Recent years have seen a tremendous explosion in voice user interfaces (VUIs), like voice search, assistant, and control applications. The success of VUI-based applications depends on the ability of the underlying Automatic Speech Recognition (ASR) system to properly transcribe phrases that are contextually relevant to the speaker, the listener, or both. Examples of contextually-relevant phrases include names of the speaker’s contacts and geographically-close points of interest. Contextually relevant phrases are inherently hard to recognize because they represent instances of domain shift. For example, generally, it is much more likely for a single user to speak the name of one of their contacts than for any given contact name to occur in a given training data set; indeed, a given name or phrase may not appear at all in an ASR system’s training set in the case of unorthodox spellings (Ke$ha) or novel words (COVID-19). Further, contextually-relevant phrases may not be known until inference time, e.g., as the user of a voice assistant can add contact names any time before speaking. In this talk, I will discuss the fundamental ideas behind ASR and contextual biasing, and some recent work I have done in this area.


J. Garrett Morris

J. Garrett Morris, Ph.D.
Modularity is an evergreen problem in writing and specifying software. The goal is simple: specifications of programs and data should support the addition of both new cases—that is, new kinds of data—and new operations. Despite this problem having been identified as early as 1975, modern languages lack effective solutions. In this talk, I'll use the modularity program as an entry point to explaining the scope and aims of programming language (PL) research. I'll talk about what programming language research is (it's nothing to do with semicolons), where it comes from (and why it predates electronic computers), and how the tools of PL allow us to capture, with mathematical precision, what modularity means and how we can achieve it.

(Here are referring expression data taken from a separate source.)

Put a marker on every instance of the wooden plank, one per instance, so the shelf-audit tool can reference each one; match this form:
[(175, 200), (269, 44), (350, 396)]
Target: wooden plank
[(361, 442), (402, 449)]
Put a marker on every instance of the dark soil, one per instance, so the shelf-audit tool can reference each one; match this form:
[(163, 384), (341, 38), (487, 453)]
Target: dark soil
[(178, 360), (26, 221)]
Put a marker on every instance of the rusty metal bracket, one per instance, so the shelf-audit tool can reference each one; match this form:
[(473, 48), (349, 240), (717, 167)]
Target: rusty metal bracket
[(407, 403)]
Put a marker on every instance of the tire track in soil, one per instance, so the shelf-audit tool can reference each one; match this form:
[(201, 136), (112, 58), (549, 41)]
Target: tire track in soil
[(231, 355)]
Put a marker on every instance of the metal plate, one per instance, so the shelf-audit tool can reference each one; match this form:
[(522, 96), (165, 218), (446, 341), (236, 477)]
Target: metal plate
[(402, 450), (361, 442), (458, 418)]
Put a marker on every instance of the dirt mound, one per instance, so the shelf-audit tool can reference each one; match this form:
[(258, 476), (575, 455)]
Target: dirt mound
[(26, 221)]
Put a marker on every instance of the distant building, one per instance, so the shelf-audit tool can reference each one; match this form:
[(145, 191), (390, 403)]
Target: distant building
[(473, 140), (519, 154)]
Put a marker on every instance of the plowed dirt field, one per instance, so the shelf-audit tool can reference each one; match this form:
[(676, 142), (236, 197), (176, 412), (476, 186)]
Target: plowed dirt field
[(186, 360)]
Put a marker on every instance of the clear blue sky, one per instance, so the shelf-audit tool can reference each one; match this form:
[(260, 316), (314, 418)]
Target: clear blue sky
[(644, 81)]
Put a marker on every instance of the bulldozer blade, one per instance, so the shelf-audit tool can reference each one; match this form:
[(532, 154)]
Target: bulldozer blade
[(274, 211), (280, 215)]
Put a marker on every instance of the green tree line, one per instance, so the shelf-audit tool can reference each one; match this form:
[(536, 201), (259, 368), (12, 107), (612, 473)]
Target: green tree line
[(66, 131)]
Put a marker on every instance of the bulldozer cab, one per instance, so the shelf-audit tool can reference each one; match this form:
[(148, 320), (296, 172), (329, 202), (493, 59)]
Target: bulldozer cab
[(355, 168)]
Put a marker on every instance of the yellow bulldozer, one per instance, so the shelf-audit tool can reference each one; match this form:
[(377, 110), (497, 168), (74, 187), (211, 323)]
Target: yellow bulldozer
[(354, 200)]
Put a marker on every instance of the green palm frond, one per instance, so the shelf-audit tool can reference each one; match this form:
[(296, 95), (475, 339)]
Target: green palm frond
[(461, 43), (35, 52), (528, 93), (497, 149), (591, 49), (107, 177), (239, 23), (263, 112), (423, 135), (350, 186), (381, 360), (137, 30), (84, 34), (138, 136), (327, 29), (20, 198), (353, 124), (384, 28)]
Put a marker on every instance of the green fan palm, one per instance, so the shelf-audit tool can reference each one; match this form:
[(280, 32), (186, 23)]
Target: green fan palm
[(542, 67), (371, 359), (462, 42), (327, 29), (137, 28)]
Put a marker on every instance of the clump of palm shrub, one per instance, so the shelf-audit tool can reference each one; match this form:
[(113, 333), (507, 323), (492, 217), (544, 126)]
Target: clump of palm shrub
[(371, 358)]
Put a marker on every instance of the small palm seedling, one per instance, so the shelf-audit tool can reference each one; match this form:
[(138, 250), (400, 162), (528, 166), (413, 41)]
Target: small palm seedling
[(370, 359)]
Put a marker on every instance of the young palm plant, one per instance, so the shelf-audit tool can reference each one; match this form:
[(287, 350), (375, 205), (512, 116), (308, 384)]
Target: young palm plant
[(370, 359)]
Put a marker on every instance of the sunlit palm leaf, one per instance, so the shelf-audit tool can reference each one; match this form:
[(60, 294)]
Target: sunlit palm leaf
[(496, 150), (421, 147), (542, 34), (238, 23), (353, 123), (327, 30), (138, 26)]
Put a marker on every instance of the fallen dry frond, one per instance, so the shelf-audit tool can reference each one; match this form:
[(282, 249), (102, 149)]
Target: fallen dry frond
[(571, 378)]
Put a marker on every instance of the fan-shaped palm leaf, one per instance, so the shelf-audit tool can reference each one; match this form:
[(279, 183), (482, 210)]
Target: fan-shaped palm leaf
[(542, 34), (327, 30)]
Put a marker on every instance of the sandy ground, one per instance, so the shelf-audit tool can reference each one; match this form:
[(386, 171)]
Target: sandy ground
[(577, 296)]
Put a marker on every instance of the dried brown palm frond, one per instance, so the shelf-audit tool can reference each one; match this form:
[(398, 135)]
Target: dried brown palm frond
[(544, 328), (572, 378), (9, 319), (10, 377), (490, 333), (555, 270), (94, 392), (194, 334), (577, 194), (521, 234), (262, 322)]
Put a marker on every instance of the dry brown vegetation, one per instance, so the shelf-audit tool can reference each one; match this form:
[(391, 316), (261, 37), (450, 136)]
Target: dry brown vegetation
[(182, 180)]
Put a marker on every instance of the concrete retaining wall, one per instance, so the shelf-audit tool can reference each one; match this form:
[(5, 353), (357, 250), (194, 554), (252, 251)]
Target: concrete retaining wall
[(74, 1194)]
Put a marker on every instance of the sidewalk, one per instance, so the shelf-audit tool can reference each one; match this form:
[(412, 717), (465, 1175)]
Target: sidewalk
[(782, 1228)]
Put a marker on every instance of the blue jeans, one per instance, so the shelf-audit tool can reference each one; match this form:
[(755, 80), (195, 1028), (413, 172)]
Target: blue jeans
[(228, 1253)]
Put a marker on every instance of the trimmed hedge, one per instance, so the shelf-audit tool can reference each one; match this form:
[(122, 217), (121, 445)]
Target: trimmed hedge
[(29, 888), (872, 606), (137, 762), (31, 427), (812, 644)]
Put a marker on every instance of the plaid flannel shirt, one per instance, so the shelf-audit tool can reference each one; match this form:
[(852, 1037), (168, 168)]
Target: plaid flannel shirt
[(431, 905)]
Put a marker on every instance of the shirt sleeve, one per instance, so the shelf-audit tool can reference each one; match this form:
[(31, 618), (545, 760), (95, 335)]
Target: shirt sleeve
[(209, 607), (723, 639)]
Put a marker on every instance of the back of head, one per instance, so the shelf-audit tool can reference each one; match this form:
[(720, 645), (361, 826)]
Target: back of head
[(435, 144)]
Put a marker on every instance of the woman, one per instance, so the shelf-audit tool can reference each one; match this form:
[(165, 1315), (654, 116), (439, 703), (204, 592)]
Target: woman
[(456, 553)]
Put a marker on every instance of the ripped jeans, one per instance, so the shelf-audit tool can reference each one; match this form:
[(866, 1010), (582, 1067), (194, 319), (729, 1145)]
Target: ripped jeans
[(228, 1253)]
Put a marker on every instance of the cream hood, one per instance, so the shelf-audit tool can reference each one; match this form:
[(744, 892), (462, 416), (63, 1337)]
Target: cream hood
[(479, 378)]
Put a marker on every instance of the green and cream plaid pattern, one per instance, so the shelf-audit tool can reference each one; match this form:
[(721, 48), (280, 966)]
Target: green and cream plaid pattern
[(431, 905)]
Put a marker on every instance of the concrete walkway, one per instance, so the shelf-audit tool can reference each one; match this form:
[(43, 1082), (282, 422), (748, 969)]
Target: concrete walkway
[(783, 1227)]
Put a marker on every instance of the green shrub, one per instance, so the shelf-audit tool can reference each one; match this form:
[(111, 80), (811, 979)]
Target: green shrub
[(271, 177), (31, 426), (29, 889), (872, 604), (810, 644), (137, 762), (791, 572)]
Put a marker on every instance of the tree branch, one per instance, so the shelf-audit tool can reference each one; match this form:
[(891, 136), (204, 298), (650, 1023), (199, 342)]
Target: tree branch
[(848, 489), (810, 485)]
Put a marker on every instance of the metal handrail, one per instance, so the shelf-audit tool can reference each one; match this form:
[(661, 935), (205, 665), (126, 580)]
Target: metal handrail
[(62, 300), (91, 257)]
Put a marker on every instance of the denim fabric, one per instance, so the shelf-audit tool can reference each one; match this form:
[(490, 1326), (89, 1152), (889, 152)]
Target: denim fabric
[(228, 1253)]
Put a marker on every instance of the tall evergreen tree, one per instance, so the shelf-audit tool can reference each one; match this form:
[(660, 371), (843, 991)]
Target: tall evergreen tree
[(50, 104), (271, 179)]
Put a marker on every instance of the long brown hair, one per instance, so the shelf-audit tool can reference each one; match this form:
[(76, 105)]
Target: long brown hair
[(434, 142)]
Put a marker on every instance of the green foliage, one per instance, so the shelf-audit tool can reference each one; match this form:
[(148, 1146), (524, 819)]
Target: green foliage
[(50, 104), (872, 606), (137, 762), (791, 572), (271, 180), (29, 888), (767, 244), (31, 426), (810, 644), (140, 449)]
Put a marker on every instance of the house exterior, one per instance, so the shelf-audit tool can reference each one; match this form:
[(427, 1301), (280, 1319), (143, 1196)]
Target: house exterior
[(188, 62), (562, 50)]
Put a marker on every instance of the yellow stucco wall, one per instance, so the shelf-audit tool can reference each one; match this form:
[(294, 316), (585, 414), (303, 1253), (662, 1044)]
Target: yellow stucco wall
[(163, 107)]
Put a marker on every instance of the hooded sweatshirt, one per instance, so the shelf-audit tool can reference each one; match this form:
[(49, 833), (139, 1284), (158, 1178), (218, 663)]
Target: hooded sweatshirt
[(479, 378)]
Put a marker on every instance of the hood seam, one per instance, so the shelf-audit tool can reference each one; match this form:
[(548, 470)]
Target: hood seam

Mehrdad Moharrami - Photo credit: Tim Schoon - Staff Photographer - The University of Iowa

Mehrdad Moharrami, Ph.D.
Finding hidden structures in graph
In many real‑world networks, a simple underlying structure is obscured by noise; our goal is to recover this hidden backbone. Using random graphs as our mathematical model, we study two canonical planted problems in which a target structure is hidden among many edges: the Planted Spanning Tree, where a tree connecting all vertices is camouflaged by random noise edges, and the Planted Matching, where a perfect one‑to‑one pairing of vertices is hidden similarly. We ask how much noise still permits reliable recovery and when efficient algorithms achieve exact or partial reconstruction, drawing on tools from graph theory and probability.

Constrained Reinforcement Learning from Human Feedback
We study how to learn an effective decision‑making policy from a fixed dataset of human feedback while respecting a given constraint. From the data, we estimate both people’s preferences and the strength of the constraint, then use a simple penalty‑tuning method to balance doing well with following the rules. Our analysis accounts for uncertainty in these estimates and provides performance guarantees. We show how three factors—estimation error, how well the data cover the situations we care about, and the amount of slack allowed by the constraint—jointly determine whether the constraint can be satisfied and how close we can get to the best possible performance.